Although it's the accepted setting of Jazz, Harlem is never mentioned in the text. Instead, Morrison refers to the setting as only "the City." An additional clue that "the City" is indeed Harlem is the fact that three of the main characters reside on Lenox Avenue, the main street that runs through Harlem.

5. Morrison was the first African American woman to win the Nobel Prize in Literature.

Toni Morrison has won many awards throughout her life. In addition to the Nobel Prize in Literature in 1993, she won the 1988 Pulitzer Prize for Beloved. In 2012 President Barack Obama awarded Toni Morrison the Presidential Medal of Freedom, the highest civilian award in the United States.

6. The link between Jazz and Beloved is unclear, but readers have speculated for years.

Although the connection between Jazz and its predecessor, Beloved, is not explicitly made clear, many readers and critics have tried to discover ties between the two novels. Some have speculated that Joe Trace, the main character in Jazz, is the character Beloved's son, noting that Joe was born at roughly the same time that Beloved's baby would have been.
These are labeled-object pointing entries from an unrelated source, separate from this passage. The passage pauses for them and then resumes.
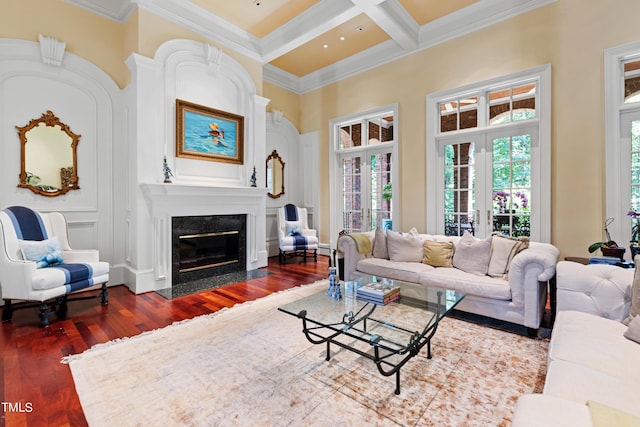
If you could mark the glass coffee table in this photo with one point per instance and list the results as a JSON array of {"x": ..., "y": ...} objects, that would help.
[{"x": 395, "y": 332}]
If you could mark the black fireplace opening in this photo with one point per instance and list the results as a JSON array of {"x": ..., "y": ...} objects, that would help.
[{"x": 207, "y": 246}]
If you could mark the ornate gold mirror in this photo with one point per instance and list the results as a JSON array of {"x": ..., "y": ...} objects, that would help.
[
  {"x": 275, "y": 175},
  {"x": 48, "y": 158}
]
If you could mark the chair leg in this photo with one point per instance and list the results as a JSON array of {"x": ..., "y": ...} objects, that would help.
[
  {"x": 44, "y": 314},
  {"x": 104, "y": 295},
  {"x": 61, "y": 307},
  {"x": 7, "y": 311}
]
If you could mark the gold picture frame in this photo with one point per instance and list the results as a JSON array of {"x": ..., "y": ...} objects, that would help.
[{"x": 204, "y": 133}]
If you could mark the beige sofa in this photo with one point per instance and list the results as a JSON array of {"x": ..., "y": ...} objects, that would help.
[
  {"x": 519, "y": 296},
  {"x": 593, "y": 377}
]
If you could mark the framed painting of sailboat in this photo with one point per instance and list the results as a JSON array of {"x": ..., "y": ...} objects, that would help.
[{"x": 203, "y": 133}]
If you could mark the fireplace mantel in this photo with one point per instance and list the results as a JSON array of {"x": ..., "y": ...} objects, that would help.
[{"x": 170, "y": 200}]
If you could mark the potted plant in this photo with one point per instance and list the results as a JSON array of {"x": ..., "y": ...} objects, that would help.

Even Morrison herself has alluded that there could be a connection, saying, "Wild is a kind of Beloved. The dates are the same ..."

7. Morrison has an unusual approach toward plot: she puts it all on the first page.

Morrison once said in an interview that she put the entire plot on the first page for her novels Jazz and The Bluest Eye. She explained that she wants plot to be about not what happens but how and why it happens:

You put the salient elements up front and the reader is hooked into wanting to know how did that happen. Who did that and why?

8. Jazz received mixed reviews.

Though most early reviews of Jazz were positive, some were more critical. A review in the New York Times states, "It is as if Ms. Morrison ... hesitates to bring us to the last frontier, to a predicament that is both physical and metaphysical, and which in certain fictions ... becomes our very own experience." Still, the majority of reviews were favorable, as captured here in a Kirkus Review: "One of Morrison's richest novels yet" and "In all, a lovely novel—lyrical, searching, and touching."

9. Morrison objects to the term magical realism being applied to her work.

Magical realism refers to the coexistence of the ordinary and the magical or supernatural in literature. Though Jazz has often been characterized as part of the genre of magical realism—and Morrison concedes that her books encompass a supernatural element—she does not embrace the term, believing that the word magical dilutes the realism of her work.

10. The Toni Morrison Society was established to promote study of the author's work.

The Toni Morrison Society, founded on May 28, 1993 is dedicated to furthering the work of Toni Morrison. As an official member of the American Literature Association, the society has more than 600 members from all over the world, many of whom hold prominent positions in business, the arts, and academia.